Legal description: Lot 14, Lot 13, Plan 33
- the front façade of the building, including the front wall, the roofline and front gable, the stone surrounds of the windows, the large limestone quoins,
- the large four panel bolection-moulded door with arcaded transom,
- the gothic window above the entry.
- the arched entrance hallway,
- the closet doors in the hallway,
- all the first floor original floor mouldings,
- all original window mouldings and paneling,
- the fireplaces in the west front room and the east rear room along with their surround mouldings.
It is intended that any non-original features may be returned to their documented original form without requiring City Council permission for an alteration to the designation.

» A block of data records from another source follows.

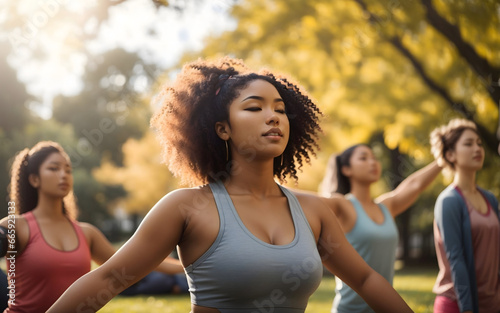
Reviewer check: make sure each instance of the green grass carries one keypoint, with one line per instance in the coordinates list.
(414, 285)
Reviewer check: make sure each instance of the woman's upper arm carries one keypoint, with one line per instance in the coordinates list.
(156, 237)
(338, 256)
(408, 191)
(100, 248)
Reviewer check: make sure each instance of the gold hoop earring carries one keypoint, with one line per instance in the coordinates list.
(227, 151)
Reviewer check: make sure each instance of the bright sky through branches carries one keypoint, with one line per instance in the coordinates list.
(158, 36)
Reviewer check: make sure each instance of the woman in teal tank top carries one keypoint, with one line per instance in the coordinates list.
(368, 224)
(248, 245)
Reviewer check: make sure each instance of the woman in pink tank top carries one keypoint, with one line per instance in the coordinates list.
(466, 227)
(45, 247)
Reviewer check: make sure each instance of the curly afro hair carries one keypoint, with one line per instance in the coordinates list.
(200, 96)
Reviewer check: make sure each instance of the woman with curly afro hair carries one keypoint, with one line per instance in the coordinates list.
(247, 243)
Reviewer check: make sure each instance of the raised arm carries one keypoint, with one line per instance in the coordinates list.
(340, 258)
(401, 198)
(155, 238)
(343, 261)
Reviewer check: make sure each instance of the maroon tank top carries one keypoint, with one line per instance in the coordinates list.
(42, 273)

- Built by a prominent local industrialist
- The house is an excellent example of a Guelph stone residential architecture
Andrew Armstrong purchased the property from Catherine Oliver, a local widow, in 1866 and built the house shortly after. Andrew Armstrong was born in Hawick Scotland in 1821, and came to Guelph in 1852, with his wife Mary (Young). He was a baker and worked with his brother John Armstrong at his bakery on Macdonnell Street for many years while becoming a prominent Guelph businessman.
During the time he was in the baking business, in the mid 1860s, Andrew, in partnership with his brother John, and John Anderson, built a stone woolen factory on the corner of Huskisson (now Wyndham St. S) and Surrey Streets. After operating it for a few years, the Armstrongs retired from having an active role in the business and Thomas McCrae became a partner. Armstrong, McCrae & Co, grew rapidly during the American Civil War years.

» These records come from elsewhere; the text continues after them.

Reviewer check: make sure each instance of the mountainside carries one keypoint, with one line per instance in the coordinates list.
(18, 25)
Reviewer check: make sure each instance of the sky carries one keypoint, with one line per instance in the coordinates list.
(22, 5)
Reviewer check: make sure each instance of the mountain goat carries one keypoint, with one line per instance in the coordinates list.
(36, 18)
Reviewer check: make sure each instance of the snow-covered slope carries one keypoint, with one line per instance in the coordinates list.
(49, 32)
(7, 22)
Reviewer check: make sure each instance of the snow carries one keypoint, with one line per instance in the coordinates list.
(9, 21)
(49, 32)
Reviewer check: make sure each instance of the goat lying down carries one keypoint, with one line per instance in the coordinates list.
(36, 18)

In 1877, Andrew Armstrong and some business partners also started the Guelph Carpet Factory which remained successful into the twentieth century. It was located on lots 83 and 84 on Cross and Neeve Streets. It appears that while Andrew Armstrong was busy with these businesses, his wife Mary was responsible for running the bakery.
Assessment records for 109 Surrey show a significant increase in value from $200 to $800 from 1867 to 1868, indicating the possibility that the house was built at this time. Nothing more specific has been found, making c.1867 the most likely time period for construction.
The Armstrongs lived in the house until their deaths in 1892 and 1894. At this time, Isabella Armstrong took over ownership of the house. Her exact relationship with Andrew and Mary Armstrong is not known, but most likely she was a niece as the Armstrong’s never had any children themselves. Isabella Armstrong kept the house until 1908, renting it out to John H. Gordon, a local merchant. She then sold the property to Elizabeth Mackinnon who lived there with her family until 1954. At this time, it was sold by Margaret Mackinnon to Donald and Shirley Pettit who remained there until the present owners, Lisa Fletcher and Dan Bushey purchased the property in 2003, undertook extensive renovations and applied for designation.
The house has been described as a significant item in the city’s heritage of stone architecture, with a finely dressed stone façade and window entablatures. It represents a fine example of a one-and-a-half storey “Ontario House” style rendered in local limestone. The house has a gable roof, with a centre gable containing a small gothic window. It has 3 bays on the front façade and a large front porch that was added at a later date.